Using edge detection to preserve significant features while downsampling
23 points by Yogthos
23 points by Yogthos
Most pixelation libraries take the lazy route where they just downscale the image and then upscale it back with nearest neighbor interpolation. It's fast but the results are usually pretty messy because the grid just cuts right through important features like faces or distinct edges. You lose a lot of the actual character of the image that way.
I tried something different where I treat pixelation as an optimization problem rather than a simple scaling operation. Instead of forcing a rigid grid onto the image it adapts the grid to match the underlying structure of the picture. The end result is pixel art that actually preserves the semantic details of the original image while still nailing that low-res aesthetic.
The secret sauce here is an edge-aware algorithm. It starts by running Sobel operators to detect edges and gradient magnitude. Once it has that data it initializes a standard grid but then iteratively moves the grid corners around to snap them to those detected edges. It uses a search-based optimization to test local positions for each corner and finds the spot that aligns best with the image boundaries.

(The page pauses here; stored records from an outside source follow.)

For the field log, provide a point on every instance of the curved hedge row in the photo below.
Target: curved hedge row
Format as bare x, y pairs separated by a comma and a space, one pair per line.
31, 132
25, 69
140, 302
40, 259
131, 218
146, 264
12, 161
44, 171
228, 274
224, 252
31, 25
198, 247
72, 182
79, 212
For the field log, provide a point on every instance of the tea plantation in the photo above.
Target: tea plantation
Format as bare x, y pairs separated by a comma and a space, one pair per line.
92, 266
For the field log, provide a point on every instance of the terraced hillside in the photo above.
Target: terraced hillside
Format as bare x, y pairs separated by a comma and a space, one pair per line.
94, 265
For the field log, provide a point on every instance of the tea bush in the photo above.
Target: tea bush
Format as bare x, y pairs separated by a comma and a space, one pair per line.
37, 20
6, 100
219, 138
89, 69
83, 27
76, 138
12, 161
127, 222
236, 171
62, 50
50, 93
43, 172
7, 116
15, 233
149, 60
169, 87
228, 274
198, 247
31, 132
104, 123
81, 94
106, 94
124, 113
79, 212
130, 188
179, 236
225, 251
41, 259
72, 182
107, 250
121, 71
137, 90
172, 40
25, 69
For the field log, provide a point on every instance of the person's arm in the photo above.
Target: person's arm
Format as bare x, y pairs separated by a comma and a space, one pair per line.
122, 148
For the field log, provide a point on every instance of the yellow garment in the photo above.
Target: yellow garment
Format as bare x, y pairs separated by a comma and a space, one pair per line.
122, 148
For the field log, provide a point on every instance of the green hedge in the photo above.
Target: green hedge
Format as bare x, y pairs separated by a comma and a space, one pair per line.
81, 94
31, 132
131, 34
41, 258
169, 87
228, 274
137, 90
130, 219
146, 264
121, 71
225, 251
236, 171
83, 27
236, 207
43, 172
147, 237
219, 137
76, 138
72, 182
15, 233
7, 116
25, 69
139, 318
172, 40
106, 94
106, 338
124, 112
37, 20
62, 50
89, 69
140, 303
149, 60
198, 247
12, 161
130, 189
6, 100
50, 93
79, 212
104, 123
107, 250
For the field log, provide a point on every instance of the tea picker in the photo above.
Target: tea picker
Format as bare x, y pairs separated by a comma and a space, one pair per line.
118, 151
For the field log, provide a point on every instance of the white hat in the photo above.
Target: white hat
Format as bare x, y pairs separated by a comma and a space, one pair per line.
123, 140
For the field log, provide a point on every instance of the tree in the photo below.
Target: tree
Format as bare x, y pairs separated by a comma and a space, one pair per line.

It’s definitely heavier than the naive approach but optimizations to keep it usable. The edge detection runs on WebGL so you get a massive speedup there and it uses spatial hashing for O(1) lookups during the rendering phase. On modern hardware you are looking at maybe 100 to 500ms per image which is fast enough for most purposes. It’s pretty cool seeing the grid warp to fit the content rather than just chopping it up blindly.
https://github.com/yogthos/pixel-mosaic
I think this needs some more comparisons. At first glance, the "edge detection" image just looks much like normal anti-aliased (low-pass filtered) downsampling to me, while the "naive approach" image is just aliased downsampling (point sampling). I think the resolution might also be different too?
To properly show that a complex algorithm like this offers an advantage, I think you should to compare it with traditional, cheap image downsampling algorithms (the usual low pass filtering variants, but also things like median sampling, just applying the original color palette to a downsampled image, etc.), all at the same resolution. I can think of many approaches that would take a hundredth of the time to run and probably produce interesting results, so you should spend some time checking against those to see if the approach really is providing tangible improvement for the extra processing time! ^^
I grabbed all the images directly from the app, so all the generated images have the same resolution. I find with this kind of stuff whether something looks good tends to be in the eye of the beholder. I find each algorithm produces a different feel for the image. It's not the fastest approach, but I do find it does a better job preserving edges than other ones I played with. Honestly, it runs fast enough that I don't really see performance being a factor. It's really about the aesthetic.
Aw, I was hoping this would be a blog post.
This really could use a side-by-side comparison vs. the naive algorithm. Also, since you're saying it adapts the grid to the image - is there a way to actually see that? Like, the results do look a lot better for the images I've tested, but I have no clue how this actually works.
Haha was too lazy to do a proper blog post about it once I actually got it working. And you definitely could add edge visualization step. Might be a fun thing to try.
oh so I managed to get intermediate step visualizing working on a branch here if you're curious https://github.com/yogthos/pixel-mosaic/tree/visualize-steps
Very interesting. In the dino + headphone example, you definitely can see anti-aliasing occurring, and it takes something away. The headphone band’s white part disappears. Adding sharpening makes it a bit better, but I prefer “naive” by a lot. I’ll try some other images and see what I get.
Regardless, thanks for sharing; really cool idea!
The softening is definitely a double edged sword. You end up with a smoother transitions, but you also lose some contrast in the process.
Interesting. I have been working on modernizng an old game (https://github.com/bondolo/tribaltrouble) and have been unhappy with the mipmap generation. It does really poorly with the palm tree leaves (https://github.com/bondolo/tribaltrouble/blob/master/assets/textures/models/trees.png) using bicubic scaling. Does your library handle alpha channel? Suggestions for best approach to handling at least the first two mipmap levels using your library?
Yup, alpha is preserved in pixelation and should be properly averaged/blended in edge-aware mode. The image in your link works fine and transparency gets preserved. The easiest thing to do would be to just have the sprites in the same image, and then pixelize them together. Running the library on node for batch jobs is tricky cause webgl is fiddly to get working headless, and using CPU might be slow.
Very nice! The color palette isn’t always great though, with a large area of a mostly solid color, the palette is quite a bit off sometimes. Maybe there’s a bug there?
Quite possibly, I didn't really focus on preserving color accuracy. So the sampling might be off there. Also depends on the contrast setting used.